Il CD è costruito su questi principi, nel libro di Jez Humble e Dave Farley viene sottolineato come il CD sia un approccio che permette di avere feedback costanti sulla produzione del codice. Dobbiamo creare un modello del processo che il nostro codice fa dalla validazione alla produzione. Quindi da quando viene testato a quando viene installato in produzione. Oltre ai test automatizzati sul codice e sulla sua qualità, bisogna introdurre i test manuali.

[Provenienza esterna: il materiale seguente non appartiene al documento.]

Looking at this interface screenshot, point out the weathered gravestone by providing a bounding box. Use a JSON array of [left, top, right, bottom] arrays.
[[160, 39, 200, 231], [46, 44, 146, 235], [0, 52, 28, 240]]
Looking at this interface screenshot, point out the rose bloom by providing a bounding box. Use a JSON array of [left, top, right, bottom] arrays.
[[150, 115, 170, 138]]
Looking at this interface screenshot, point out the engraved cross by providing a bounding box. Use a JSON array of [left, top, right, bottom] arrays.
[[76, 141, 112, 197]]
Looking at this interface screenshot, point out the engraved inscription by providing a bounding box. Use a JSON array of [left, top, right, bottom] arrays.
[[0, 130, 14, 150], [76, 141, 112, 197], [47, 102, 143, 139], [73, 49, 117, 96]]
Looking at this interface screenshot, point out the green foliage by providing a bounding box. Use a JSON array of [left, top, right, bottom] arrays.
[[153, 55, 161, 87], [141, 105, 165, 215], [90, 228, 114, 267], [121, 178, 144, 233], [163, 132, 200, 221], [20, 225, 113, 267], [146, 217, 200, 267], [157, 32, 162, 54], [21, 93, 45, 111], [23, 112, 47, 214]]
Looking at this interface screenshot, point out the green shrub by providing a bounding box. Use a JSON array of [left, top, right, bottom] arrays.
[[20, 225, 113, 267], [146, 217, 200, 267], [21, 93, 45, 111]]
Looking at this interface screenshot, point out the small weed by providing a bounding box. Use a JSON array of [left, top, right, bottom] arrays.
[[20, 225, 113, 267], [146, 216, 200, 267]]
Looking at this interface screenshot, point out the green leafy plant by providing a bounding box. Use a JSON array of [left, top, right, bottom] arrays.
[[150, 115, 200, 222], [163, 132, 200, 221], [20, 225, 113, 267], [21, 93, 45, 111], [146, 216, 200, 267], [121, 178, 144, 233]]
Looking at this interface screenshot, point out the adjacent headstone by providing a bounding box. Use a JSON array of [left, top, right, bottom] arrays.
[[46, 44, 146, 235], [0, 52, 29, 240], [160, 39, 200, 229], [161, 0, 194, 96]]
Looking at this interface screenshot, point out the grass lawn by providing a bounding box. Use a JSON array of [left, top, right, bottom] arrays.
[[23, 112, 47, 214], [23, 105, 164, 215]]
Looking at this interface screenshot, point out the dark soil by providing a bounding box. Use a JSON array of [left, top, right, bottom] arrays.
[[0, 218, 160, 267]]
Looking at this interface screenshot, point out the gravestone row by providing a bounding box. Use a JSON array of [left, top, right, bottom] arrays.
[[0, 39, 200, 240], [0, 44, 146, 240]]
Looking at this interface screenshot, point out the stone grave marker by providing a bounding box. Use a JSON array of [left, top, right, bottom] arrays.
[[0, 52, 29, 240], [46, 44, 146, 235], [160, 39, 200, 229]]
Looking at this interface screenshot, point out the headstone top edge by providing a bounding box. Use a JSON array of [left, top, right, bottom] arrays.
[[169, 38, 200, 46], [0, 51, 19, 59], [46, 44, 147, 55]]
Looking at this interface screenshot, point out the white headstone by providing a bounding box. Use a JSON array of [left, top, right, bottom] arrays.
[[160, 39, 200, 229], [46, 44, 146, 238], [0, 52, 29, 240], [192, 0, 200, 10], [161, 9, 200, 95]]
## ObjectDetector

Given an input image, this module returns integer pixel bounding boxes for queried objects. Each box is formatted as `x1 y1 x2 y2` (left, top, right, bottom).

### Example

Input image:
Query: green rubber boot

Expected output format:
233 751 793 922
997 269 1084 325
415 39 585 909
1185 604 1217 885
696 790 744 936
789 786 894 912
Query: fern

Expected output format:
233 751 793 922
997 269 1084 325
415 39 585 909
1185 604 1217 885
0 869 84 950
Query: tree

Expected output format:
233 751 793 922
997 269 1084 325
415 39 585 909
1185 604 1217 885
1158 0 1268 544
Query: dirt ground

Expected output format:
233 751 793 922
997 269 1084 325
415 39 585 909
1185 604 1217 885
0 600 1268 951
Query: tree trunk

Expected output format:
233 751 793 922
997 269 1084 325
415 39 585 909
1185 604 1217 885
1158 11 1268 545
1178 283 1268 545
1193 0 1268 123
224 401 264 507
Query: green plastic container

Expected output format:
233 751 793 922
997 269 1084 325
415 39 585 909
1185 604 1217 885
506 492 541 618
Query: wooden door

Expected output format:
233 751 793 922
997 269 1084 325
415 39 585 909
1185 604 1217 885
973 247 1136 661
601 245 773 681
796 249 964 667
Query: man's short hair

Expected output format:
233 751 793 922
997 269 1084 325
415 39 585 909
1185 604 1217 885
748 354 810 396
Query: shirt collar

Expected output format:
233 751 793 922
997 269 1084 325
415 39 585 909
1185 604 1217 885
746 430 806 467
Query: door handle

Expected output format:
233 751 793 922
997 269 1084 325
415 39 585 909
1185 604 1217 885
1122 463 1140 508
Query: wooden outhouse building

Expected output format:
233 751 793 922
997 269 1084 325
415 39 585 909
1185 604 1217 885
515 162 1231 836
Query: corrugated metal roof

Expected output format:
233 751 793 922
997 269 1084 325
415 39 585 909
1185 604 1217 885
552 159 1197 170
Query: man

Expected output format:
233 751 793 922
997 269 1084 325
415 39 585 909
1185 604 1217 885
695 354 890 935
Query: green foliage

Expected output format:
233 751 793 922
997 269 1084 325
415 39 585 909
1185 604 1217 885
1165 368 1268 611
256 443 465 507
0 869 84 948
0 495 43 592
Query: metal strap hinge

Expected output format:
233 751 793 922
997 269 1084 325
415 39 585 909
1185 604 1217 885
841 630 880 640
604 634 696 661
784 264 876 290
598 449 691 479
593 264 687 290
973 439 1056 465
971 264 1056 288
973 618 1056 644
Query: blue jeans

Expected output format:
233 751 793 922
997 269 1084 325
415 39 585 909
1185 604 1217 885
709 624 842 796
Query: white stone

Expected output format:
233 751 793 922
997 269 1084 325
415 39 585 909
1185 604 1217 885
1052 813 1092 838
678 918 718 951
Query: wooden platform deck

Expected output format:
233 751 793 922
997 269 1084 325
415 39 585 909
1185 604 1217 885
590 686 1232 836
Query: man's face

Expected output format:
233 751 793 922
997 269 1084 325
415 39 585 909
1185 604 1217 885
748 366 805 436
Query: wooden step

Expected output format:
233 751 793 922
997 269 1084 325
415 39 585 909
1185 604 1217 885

L’utilizzo di tools che supportano il CD permette di visualizzare queste pipeline e avere una visione del progresso del codice, degli step attraversati. Una volta passato uno stage e, quindi, un blocco di test, il codice viene analizzato dal successivo step che includerà altri test relativi ad altri parametri e requisiti. È possibile avere uno stadio UAT (user acceptance testing) in cui il software è testato manualmente.

Per mantenere il concetto di indipendenza visto per il CI, è bene che ogni microservizio abbia la propria pipeline.

Di base però all’inizio del progetto è possibile che il software non sia ancora grande abbastanza da necessitare più build singole, ma può essere sufficiente fare un’unica build di tutto il codice, soprattutto perché nella prima fase si hanno generalmente build frequenti su tutto il codice, questo finché non si ha una base stabile del software da cui inziare a costruire i vari microservizi.